Ryu utiliza o seu Ninpo.
Em suma, Ninja Gaiden Sigma não é para meninos. É um desafio, em qualquer dificuldade (excepto em Ninja Dog que até se passa bem apesar de não o ter feito, experimentei) e portanto, não é para todas as audiências. Tem um desenrolar interessante e é um jogo de acção frenética por excelência. Se procuram algo parecido mas menos stressante, a sequela será o indicado pois está bastante mais equilibrada em todos os níveis para iniciados/pessoas que jogam por diversão e continua a proporcionar o tal desafio para os mais hardcore. E ainda que não seja um maluquinho por jogos assim, este é um JOGALHÃO DE FORÇA, sem dúvida!

Volto para o ano!

MURRALHÕES DE FORÇA:

29 de Dezembro de 2010

Black

A capa promete.
Desenvolvido por: Criterion Games
Publicado por: Electronic Arts
Motor Gráfico: RenderWare
Plataforma(s): PlayStation 2, Xbox
Lançamento: 24-02-2006 (EU), 28-06-2006 (EUA)
Genéro: First Person Shooter
Modos de jogo: Modo campanha para um jogador
Media: DVD-ROM (4.7GB)
Funcionalidades: Memory Card 8MB (59KB mínimo), Compatível com Dualshock e apenas Joysticks Analógicos
Estado: Completo
Condição: Impecável
Viciómetro: Acabei-o 4 vezes, uma em cada dificuldade. A última é um bocado bater no ceguinho, tem-se munição infinita, apesar dos inimigos serem mais resistentes que metal.

(O final do ano aproxima-se mas o Jogalhões está longe de estar completo.

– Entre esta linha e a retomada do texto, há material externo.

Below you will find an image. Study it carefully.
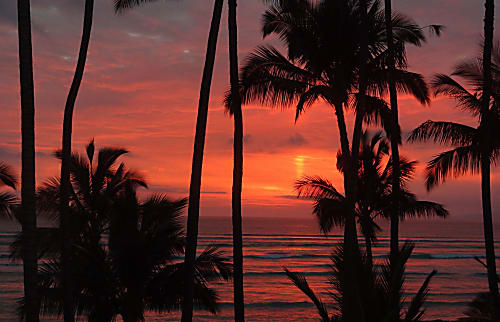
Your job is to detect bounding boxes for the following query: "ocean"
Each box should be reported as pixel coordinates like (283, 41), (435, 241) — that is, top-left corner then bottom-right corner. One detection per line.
(0, 216), (500, 321)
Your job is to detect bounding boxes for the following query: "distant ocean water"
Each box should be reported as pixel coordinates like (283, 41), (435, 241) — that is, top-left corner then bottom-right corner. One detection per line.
(0, 216), (500, 321)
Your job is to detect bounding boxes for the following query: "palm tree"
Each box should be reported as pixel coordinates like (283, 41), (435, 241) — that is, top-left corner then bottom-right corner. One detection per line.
(236, 0), (428, 244)
(234, 0), (434, 320)
(285, 243), (436, 322)
(60, 0), (94, 321)
(0, 162), (17, 218)
(228, 0), (245, 322)
(13, 143), (231, 321)
(115, 0), (224, 321)
(17, 0), (39, 321)
(385, 0), (401, 266)
(295, 132), (448, 263)
(481, 0), (500, 321)
(408, 48), (500, 320)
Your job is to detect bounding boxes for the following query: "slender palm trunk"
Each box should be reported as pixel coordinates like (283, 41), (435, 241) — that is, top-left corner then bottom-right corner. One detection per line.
(385, 0), (401, 320)
(60, 0), (94, 322)
(228, 0), (245, 322)
(365, 236), (373, 267)
(481, 0), (500, 322)
(17, 0), (40, 322)
(334, 102), (364, 321)
(334, 102), (358, 253)
(385, 0), (401, 257)
(352, 0), (368, 166)
(481, 155), (500, 322)
(182, 0), (224, 322)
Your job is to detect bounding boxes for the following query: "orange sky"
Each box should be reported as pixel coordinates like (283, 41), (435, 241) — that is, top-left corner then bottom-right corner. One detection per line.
(0, 0), (500, 219)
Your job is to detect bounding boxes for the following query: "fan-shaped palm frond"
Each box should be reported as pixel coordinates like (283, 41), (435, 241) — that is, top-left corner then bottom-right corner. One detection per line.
(284, 268), (330, 322)
(425, 145), (481, 190)
(0, 162), (17, 190)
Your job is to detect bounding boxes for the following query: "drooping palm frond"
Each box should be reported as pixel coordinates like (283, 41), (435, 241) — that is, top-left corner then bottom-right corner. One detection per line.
(0, 192), (19, 220)
(405, 270), (437, 322)
(0, 162), (17, 190)
(408, 120), (478, 146)
(431, 74), (481, 116)
(425, 145), (481, 190)
(295, 176), (344, 200)
(401, 190), (449, 219)
(283, 267), (330, 322)
(113, 0), (158, 13)
(235, 46), (315, 107)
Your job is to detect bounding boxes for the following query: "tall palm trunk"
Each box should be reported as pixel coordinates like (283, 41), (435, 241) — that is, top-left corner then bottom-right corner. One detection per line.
(385, 0), (401, 321)
(182, 0), (224, 322)
(481, 0), (500, 321)
(334, 102), (364, 321)
(365, 236), (373, 267)
(60, 0), (94, 322)
(385, 0), (401, 258)
(17, 0), (40, 322)
(228, 0), (245, 322)
(481, 155), (500, 322)
(352, 0), (368, 166)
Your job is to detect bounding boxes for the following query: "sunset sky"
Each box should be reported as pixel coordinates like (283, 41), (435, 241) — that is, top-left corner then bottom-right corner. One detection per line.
(0, 0), (500, 222)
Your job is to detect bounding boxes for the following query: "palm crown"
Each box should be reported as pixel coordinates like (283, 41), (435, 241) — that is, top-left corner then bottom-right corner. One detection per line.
(234, 0), (439, 124)
(408, 46), (500, 189)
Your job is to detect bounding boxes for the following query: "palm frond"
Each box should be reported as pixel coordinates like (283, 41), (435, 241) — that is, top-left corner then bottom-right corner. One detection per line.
(405, 270), (437, 322)
(113, 0), (158, 13)
(425, 145), (481, 190)
(408, 120), (477, 146)
(0, 162), (17, 190)
(295, 176), (344, 200)
(283, 267), (330, 322)
(431, 74), (481, 116)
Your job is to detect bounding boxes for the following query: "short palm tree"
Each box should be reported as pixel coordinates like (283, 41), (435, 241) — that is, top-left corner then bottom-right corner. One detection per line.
(114, 0), (224, 322)
(285, 243), (436, 322)
(295, 132), (448, 263)
(408, 47), (500, 316)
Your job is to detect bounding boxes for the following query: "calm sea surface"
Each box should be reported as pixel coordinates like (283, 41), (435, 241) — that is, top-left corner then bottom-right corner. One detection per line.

Isto porque ainda faltam N jogos para serem mostrados às internetes aqui pelo je. Muita escrita e fotografia pela frente...)

Entra a matar! É uma ordem!
First Person Shooters, ou FPS, nem sempre tiveram esta designação. No tempo do avôzinho de todos os FPS, Wolfenstein 3D, estes eram conhecidos por "In Your Face" porque basicamente tudo o que acontecia no jogo era literalmente na nossa cara, ou em último caso, batia-nos na cara quando chegava demasiado perto. Isto lembra-me todas as horas perdidas no "filho" do velhinho Wolf3D, famoso em todo o mundo e que dá pelo nome de DooM. E a verdade é que foram bons momentos de acção frenética e que fundam a base do meu gosto por este tipo de jogos que hoje em dia tendem a ser cada vez mais realistas, ou pelo menos, esforçam-se para o ser. Black, é um dos vários FPS que tenho para PlayStation 2 e foi-me oferecido numa época festiva, creio que num Natal, pela minha irmã mais nova. Good girl, good girl!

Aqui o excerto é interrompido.